ABC 7/Vocalo food critic Steve Dolinsky recently rolled snake eyes with his dinner experience from underground supper club The Rabbit Hole. RSVP'ing to a Rabbit Hole dinner based on a review from Time Out Chicago's Heather Shouse that Dolinsky said "pretty much meant a slam-dunk," the hole that Dolinsky, his wife and the other assembled guests fell into resembled not so much a Lewis Carroll fairy tale than the basement pit from "Silence of the Lambs." Dolinsky details the buyers remorse one can feel from attending one of these underground dinners that isn't on the mark:


"Our third course, a homemade pappardelle with fresh ricotta was just plain boring. It needed lemon juice to brighten it up, as well as salt and pepper; there was allegedly some marrow in the sauce, but we couldn’t detect any; the pasta - while clearly hand-formed - was gummy and not exceptionally pleasing."

Food critic that he is, Dolinsky did the noble thing and spoke truthfully when asked if he liked his $85 dinner while his dining companions stayed silent; "they just said they didn’t want to make waves," Dolinsky recounted while noting that for the $200 he shelled for the Rabbit Hole experience he and his wife could have gone to any number of restaurants and had a much more enjoyable experience.
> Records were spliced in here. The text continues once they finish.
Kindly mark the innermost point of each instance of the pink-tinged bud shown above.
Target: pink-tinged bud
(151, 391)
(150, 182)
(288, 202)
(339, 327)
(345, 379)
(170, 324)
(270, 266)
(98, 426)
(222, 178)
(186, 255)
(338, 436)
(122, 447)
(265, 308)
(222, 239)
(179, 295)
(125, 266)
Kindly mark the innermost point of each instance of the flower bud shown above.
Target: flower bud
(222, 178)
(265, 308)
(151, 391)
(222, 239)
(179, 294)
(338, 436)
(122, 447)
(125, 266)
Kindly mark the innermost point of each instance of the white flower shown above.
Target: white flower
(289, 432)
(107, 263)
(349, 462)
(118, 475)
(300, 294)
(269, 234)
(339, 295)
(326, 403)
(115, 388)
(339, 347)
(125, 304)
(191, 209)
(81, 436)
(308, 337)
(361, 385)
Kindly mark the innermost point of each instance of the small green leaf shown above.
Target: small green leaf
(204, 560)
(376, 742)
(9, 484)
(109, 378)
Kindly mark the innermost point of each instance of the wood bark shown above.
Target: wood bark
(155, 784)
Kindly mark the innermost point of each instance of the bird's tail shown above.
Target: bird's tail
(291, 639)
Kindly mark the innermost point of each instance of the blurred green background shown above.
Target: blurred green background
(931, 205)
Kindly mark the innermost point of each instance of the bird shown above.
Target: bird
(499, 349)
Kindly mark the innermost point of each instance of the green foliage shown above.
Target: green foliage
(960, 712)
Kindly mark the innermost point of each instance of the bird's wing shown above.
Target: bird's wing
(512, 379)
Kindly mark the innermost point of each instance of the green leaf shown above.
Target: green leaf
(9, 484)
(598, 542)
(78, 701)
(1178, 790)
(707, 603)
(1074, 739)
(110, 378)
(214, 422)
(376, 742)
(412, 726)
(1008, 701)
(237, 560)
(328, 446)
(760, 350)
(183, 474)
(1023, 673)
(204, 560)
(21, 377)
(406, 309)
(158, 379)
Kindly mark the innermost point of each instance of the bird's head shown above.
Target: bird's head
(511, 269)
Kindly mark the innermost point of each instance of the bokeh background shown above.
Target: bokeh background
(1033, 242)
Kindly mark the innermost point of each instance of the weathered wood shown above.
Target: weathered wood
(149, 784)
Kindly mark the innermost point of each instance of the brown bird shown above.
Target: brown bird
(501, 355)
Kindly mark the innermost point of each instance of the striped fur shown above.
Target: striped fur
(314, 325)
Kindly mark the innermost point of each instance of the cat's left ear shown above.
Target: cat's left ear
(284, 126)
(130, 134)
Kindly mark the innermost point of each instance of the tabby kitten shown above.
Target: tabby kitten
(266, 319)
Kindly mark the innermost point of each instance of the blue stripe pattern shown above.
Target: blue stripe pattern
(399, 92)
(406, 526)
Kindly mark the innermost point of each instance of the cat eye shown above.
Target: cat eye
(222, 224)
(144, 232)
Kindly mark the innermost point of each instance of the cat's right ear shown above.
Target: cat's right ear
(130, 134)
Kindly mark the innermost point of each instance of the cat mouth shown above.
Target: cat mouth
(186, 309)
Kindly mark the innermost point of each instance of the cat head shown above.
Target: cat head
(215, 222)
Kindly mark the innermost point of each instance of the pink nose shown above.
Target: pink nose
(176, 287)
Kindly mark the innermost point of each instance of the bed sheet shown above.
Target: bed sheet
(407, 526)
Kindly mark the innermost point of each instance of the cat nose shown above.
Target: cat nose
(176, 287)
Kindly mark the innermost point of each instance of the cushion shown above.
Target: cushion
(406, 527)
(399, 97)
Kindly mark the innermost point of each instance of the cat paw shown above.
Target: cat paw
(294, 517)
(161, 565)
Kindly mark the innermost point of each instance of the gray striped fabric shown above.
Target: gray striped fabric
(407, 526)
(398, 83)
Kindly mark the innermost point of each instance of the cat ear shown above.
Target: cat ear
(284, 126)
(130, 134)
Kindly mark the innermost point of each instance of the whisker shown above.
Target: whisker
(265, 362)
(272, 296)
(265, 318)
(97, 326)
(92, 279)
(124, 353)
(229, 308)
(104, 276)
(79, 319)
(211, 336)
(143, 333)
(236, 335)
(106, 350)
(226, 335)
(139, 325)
That's the rub of the underground dinner experience in a nutshell. There's a demand for these dinners because of the "double secret" nature of the dinner. Although most of the established traveling supper clubs have been doing this for so long that they aren't really a secret. We've been to our fair share of underground dinners in the past, so we're certainly aware that attending one can be a roll of the dice on a number of fronts. You can brush aside that you may be having dinner with 50 other people in a loft apartment with a leaky bathroom if the food is on point. The more established supper clubs, such as Clandestino, Sunday Dinner Club and X-Marx, have been doing this long enough to have access to professional kitchens for prep work, regular locations where they feel comfortable working, price points that don't seem like gouging (except for X-Marx, which routinely has wine pairings from Perman Wine Selections included in their ticket price) and other best practices in order maintain some level of quality control.

Conversely, as one of the more critically feted food critics in town, Dolinsky should have known that a review is an informed opinion, emphasis on "opinion." We've got our little soapbox here in our corner of the interwebs, but in no way do we look at one review as the impetus for us to check something out. It'll pique our interest, sure. But we don't take one review as gospel, having been burned on that one review before. Ultimately, the only palate we trust is our own and it's a certainty we'll be doing our own legwork before we commit to spending $85 for an underground dinner.